Under a National Institute for Food and Agriculture grant of $500,000, Zhang and other Texas A&M scientists will take advantage of the recently developed DNA sequencing technology to map and ultimately clone the genes controlling drought and heat tolerance for molecular studies and deployment of these genes in other crops, she said.
Joining Zhang on the project are Dr. Hongbin Zhang, Texas A&M professor of plant genomics and systems biology and director of the Laboratory for Plant Genomics and Molecular Genetics; Dr. B.B. Singh, a visiting scholar and cowpea breeder with the Texas A&M soil and crop sciences department; and Dr. Dirk Hays, Texas A&M associate professor of physiological and molecular genetics, all in College Station.
The goal of the study is to develop single nucleotide polymorphisms or SNP markers, the latest DNA marker technology, enabling efficient manipulation of heat and drought tolerances in cowpeas and related species, Zhang said.
Cowpeas were chosen for the study because they are a high protein grain, vegetable, fodder and high nitrogen-fixing legume that can be intercropped with corn, cotton and other crops in many countries, including the U.S., Zhang said.
“We know it is highly tolerant to drought, heat and several other biotic and abiotic stresses,” she said. “This research will use high-throughput site-associated DNA sequencing to map the genes controlling drought and heat tolerance and to develop SNP markers, enabling efficient manipulation of heat and drought tolerances in cowpea and related species.”
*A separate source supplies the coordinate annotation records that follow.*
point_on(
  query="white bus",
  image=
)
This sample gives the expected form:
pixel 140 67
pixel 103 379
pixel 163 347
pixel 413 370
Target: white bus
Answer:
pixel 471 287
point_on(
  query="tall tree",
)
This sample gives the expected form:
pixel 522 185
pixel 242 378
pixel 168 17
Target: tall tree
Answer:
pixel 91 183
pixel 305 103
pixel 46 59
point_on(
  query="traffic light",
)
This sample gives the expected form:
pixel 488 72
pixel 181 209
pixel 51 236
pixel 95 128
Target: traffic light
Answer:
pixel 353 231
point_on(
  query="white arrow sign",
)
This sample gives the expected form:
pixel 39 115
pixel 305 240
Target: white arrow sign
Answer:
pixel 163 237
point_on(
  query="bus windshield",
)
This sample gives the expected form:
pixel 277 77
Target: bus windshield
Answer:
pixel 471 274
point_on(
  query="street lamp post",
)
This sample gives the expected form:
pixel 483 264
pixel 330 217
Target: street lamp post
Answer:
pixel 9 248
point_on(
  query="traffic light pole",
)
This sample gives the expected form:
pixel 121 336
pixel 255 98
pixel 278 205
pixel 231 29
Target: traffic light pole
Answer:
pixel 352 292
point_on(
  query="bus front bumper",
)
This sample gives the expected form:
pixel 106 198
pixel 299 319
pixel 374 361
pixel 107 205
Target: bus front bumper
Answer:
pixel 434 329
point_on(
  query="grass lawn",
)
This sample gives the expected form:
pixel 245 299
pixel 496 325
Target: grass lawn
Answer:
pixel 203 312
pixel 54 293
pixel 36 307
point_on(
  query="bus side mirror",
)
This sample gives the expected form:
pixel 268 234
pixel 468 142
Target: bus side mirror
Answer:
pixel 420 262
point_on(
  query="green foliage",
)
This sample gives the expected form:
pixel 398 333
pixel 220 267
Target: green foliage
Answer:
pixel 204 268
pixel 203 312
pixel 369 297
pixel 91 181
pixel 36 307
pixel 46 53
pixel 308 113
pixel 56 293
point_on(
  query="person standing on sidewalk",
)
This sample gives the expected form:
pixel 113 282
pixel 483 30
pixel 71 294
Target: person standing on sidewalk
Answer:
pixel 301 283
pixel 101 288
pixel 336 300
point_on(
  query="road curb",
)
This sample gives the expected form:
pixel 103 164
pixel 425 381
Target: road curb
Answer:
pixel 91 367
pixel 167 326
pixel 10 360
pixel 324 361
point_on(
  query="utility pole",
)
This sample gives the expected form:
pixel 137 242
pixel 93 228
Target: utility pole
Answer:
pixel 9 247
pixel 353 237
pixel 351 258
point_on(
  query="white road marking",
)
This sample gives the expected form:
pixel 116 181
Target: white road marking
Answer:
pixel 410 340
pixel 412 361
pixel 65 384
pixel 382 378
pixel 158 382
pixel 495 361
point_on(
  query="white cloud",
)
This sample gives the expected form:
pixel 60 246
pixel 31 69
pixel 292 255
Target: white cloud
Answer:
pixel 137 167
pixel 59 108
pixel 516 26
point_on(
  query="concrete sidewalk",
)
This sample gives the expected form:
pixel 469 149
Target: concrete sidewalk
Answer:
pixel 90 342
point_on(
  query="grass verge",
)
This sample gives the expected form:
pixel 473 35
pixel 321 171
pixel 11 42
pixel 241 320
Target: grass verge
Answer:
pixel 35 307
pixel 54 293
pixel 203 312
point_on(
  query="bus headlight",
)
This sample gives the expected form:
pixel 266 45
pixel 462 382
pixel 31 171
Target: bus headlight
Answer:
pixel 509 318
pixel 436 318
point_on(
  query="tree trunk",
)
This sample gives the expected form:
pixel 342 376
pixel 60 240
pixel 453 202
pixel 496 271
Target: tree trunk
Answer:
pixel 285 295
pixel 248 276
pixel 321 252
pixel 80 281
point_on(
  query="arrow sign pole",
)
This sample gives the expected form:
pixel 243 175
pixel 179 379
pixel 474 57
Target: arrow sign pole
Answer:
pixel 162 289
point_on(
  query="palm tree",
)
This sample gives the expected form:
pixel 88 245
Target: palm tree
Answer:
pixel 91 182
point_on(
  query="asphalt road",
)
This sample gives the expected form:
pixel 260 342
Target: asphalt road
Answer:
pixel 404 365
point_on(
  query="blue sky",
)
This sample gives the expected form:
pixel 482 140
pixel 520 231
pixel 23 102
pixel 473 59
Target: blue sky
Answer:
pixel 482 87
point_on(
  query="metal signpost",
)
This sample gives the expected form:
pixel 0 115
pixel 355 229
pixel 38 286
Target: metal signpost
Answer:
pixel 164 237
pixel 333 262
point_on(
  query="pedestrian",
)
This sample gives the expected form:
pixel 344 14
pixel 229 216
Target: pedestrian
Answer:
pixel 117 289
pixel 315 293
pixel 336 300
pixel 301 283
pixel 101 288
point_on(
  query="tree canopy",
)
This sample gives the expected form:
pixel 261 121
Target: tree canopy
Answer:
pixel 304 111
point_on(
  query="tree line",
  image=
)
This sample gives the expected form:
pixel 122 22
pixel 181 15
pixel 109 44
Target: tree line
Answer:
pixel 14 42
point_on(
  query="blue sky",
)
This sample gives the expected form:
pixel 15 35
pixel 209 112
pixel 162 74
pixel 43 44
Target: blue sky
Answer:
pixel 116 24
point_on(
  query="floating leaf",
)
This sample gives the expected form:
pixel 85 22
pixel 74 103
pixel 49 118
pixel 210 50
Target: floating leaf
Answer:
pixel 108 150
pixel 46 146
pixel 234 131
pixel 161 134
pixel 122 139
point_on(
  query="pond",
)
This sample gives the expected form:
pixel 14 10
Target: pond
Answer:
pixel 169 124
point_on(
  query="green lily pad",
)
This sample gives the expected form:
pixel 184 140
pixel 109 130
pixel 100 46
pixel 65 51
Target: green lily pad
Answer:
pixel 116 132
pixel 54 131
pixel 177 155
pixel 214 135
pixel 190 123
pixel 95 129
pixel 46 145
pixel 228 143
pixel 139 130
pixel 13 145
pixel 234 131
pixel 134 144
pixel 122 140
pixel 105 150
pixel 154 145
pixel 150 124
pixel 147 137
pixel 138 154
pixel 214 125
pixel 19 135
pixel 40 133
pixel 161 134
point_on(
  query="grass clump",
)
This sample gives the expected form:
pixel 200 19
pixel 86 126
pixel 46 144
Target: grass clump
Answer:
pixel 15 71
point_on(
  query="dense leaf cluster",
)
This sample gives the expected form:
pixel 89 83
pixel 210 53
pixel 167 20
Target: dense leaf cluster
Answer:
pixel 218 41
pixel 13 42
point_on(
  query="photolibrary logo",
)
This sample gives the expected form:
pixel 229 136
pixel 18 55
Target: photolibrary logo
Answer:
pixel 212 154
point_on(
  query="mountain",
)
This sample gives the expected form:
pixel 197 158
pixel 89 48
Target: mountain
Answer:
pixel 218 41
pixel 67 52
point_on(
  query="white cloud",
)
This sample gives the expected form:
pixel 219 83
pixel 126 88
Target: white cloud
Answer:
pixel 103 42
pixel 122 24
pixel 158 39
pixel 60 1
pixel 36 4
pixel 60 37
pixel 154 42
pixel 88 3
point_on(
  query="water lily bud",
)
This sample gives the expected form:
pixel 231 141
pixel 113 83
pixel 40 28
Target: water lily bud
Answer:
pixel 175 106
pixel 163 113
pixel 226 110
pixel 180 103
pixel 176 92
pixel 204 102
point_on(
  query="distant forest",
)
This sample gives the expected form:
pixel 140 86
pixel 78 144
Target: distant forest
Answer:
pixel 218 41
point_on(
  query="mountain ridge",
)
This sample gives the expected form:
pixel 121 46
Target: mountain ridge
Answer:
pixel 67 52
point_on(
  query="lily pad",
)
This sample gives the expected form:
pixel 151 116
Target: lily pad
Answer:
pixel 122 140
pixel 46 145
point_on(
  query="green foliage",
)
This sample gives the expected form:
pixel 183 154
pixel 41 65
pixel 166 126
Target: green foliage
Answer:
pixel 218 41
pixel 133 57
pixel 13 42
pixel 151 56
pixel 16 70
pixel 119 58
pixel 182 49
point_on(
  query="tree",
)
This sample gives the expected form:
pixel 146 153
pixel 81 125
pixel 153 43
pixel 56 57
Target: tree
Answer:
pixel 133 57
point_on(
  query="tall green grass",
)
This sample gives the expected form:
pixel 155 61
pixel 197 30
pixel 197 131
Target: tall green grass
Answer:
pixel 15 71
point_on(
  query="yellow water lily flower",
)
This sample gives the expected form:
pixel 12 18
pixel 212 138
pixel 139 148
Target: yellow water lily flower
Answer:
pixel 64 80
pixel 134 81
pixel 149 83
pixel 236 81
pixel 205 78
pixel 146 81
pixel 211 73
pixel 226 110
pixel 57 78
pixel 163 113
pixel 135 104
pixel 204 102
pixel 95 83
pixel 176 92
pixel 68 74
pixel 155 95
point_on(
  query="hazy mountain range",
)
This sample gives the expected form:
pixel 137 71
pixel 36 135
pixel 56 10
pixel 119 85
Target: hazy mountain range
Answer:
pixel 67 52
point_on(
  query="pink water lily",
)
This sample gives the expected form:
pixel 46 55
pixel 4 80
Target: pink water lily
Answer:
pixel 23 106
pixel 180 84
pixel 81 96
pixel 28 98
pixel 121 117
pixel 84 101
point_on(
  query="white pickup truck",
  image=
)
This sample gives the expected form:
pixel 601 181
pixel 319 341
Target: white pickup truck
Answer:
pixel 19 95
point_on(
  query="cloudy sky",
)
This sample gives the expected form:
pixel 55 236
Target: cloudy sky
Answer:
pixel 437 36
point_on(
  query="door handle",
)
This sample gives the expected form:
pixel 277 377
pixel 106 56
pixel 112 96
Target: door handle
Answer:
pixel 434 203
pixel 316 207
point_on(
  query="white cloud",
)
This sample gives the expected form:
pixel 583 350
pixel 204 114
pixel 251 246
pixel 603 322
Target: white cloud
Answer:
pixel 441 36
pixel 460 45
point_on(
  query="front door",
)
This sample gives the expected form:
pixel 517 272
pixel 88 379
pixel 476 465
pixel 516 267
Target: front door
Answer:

Zhang said they have already developed a mapping population of 110 recombinant inbred lines from a cross of two cowpea lines that are highly tolerant or susceptible to both drought and high temperature. This population is being augmented into more than 200 recombinant inbred lines for the new project.
“We will not only map drought and heat tolerant genes, but also develop a platform for mapping genes controlling several other biotic and abiotic stress tolerances such as aphid resistance and low phosphorus tolerance, both of which are also of extreme significance for agricultural production of many crops.”
The drought and heat tolerant genes, once defined and cloned, will significantly advance understanding of the molecular basis underlying plant tolerances to these stresses, Zhang said.
This will help researchers design tools to effectively combine multiple traits into new cultivars adapted to the globally changing climate in this and related crops, thus supporting the long-term genetic improvement and sustainability of U.S. agriculture and food systems, she said.